In our illustrative example, we’ll calculate the net present value (NPV) and profitability index (PI) of a proposed five-year project.

Model Assumptions

The following project assumptions will be used for our model.

  • Discount Rate: 10%
  • Project CF Growth Rate: 25%
  • Initial Investment: –$10,000,000
  • Project Cash Flows (Year 1): $2,000,000

The cost of funding the project is $10 million, and the amount of cash flows generated in Year 1 is $2 million, which will grow by a growth rate of 25% each year.

We can now calculate the net present value (NPV) of the project using the NPV function in Excel:

  • NPV: “=NPV (10% Discount Rate, Range of Net Cash Inflows/Outflows)”
  • NPV = $1,756,382

Next, we can calculate the profitability index given the NPV from the prior step.
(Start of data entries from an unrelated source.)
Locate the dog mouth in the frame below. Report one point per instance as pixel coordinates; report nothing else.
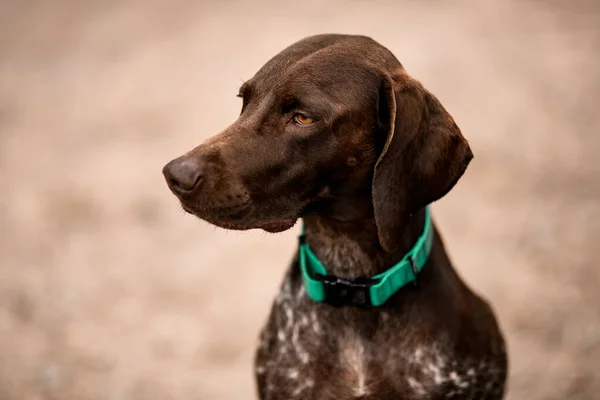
(278, 225)
(235, 218)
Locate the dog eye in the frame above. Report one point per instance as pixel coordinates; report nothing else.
(303, 120)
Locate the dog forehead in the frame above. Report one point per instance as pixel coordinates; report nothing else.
(327, 58)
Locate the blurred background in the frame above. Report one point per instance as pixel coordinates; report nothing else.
(109, 291)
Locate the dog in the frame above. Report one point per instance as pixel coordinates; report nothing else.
(335, 132)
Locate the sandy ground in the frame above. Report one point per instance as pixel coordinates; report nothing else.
(109, 291)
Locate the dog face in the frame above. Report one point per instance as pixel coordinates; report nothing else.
(330, 118)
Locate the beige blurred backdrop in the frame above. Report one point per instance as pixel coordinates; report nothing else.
(109, 291)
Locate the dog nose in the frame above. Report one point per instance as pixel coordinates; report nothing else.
(184, 175)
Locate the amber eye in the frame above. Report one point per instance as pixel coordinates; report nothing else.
(303, 120)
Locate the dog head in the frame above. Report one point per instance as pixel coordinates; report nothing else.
(330, 118)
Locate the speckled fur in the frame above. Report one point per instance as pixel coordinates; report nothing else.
(379, 148)
(314, 351)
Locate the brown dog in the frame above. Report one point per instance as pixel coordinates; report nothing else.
(333, 130)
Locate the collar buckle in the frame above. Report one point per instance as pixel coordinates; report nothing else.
(344, 292)
(413, 265)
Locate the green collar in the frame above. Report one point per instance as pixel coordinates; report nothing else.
(373, 291)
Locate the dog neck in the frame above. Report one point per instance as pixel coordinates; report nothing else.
(347, 242)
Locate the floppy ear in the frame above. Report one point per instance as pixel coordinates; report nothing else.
(423, 157)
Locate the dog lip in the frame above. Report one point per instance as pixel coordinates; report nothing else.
(278, 225)
(215, 210)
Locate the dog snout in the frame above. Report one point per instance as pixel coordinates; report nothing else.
(184, 175)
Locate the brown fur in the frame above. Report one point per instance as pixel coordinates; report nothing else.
(380, 149)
The formula will consist of two parts:

  1. In the numerator, we’ll take the NPV and add back the initial investment.
  2. In the denominator, we’ll link to the initial investment cell with a negative sign in front (so both the numerator and denominator are positive figures).

Therefore, the profitability index formula divides the present value (PV) of the project’s future cash flows by the initial investment.

  • Profitability Index = ($1,756,382 + $10,000,000) / ($10,000,000)
  • Profitability Index = 1.2

In conclusion, the profitability index of our five-year project is 1.2, so the project seems likely to be accepted unless there are other projects with higher NPVs and profitability indices that are also under consideration.